Но вот наконец вся эта кутерьма закончилась. Вперёд вышел военный – откормленный тип, словно бы налитый жиром до самых глаз. Он оглядел толпу равнодушно, с холодным презрением. Как-то странно скривился и заговорил высоким голосом:
– Моя фамилия Соколов. Я начальник этого лагеря. Объявляю всем прибывшим: вы должны неукоснительно соблюдать режим и исполнять приказания конвоя. За неповиновение – карцер. Отказ от работы считается саботажем. За три отказа от выхода на работы – расстрел. – Начальник сделал паузу и обвёл пустым взглядом притихшие ряды. Даже блатные перестали бузить и повернули головы. – Через некоторое время вас этапируют к постоянному месту отбывания наказания. А пока вы будете заняты на общих работах по строительству объектов на территории лагеря и за его пределами. Сразу хочу предупредить, что конвой открывает огонь на поражение без предупреждения. Это относится к тем, кто мечтает о побеге. С такими у нас разговор короткий! – Он оглядел притихший строй и веско молвил: – Не советую!
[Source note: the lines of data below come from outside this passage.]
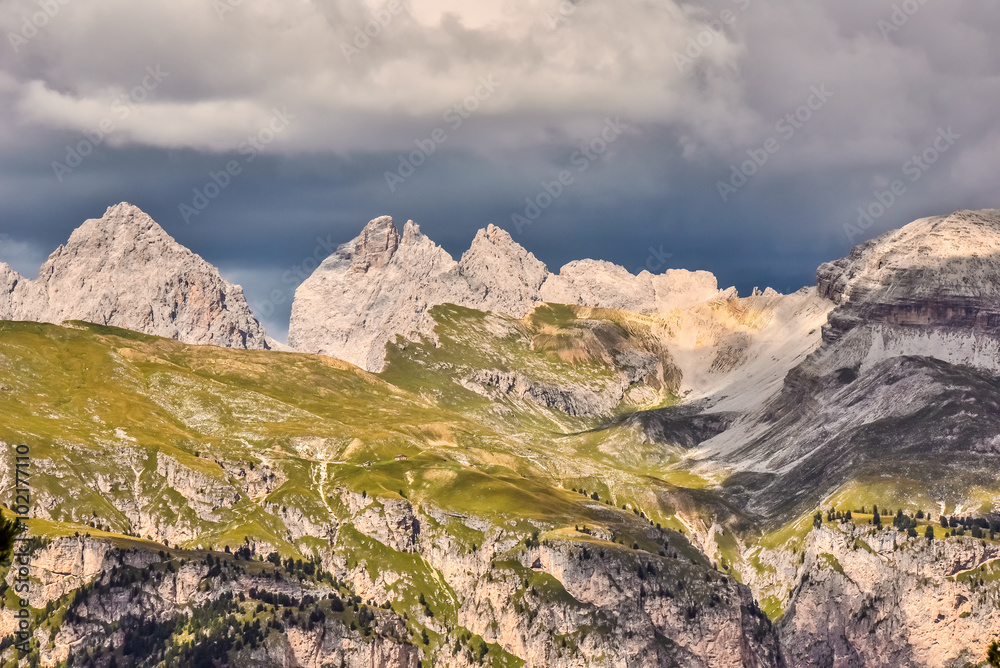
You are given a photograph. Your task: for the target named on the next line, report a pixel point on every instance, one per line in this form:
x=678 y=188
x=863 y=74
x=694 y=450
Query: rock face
x=866 y=597
x=371 y=289
x=908 y=361
x=932 y=287
x=381 y=285
x=124 y=270
x=599 y=283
Пётр Поликарпович опустил взгляд. Он как раз думал в эти минуты о побеге. Пока их не посадили на пароход, пока ещё есть силы – можно было рискнуть. Пойти назад вдоль железной дороги. По пути будут попадаться какие ни то деревеньки. Мир не без добрых людей – выручат. Идти, правда, далековато. Но ничего, что-нибудь можно придумать. Всё лучше, чем попасть на Колыму. Оттуда не убежишь.
Начальник ещё говорил что-то, поворачивая голову то в одну сторону, то в другую. Пётр Поликарпович не слушал. Он напряжённо думал о том, что должен предпринять в ближайшие дни. Нужно было хорошо осмотреть местность. Пройтись по всему лагерю, изучить заборы, присмотреться к охране. Неплохо бы наведаться в санчасть. Хотя он и не знал за собой никакой болезни, но попробовать стоило. Всё-таки ему уже почти пятьдесят. Не должны бы таких отправлять на Колыму. А ещё нужно запастись продуктами, хотя бы на первое время. Компас бы не повредил. Ножичек тоже надо бы иметь. Фляжку для воды. Сапоги покрепче. Фуфайку, а лучше – плащ-палатку. Спички. И винтовку с патронами. Тогда, глядишь, и можно дойти. Эх, был бы он в родной присаянской тайге – тогда б другое дело. Там бы он точно не пропал!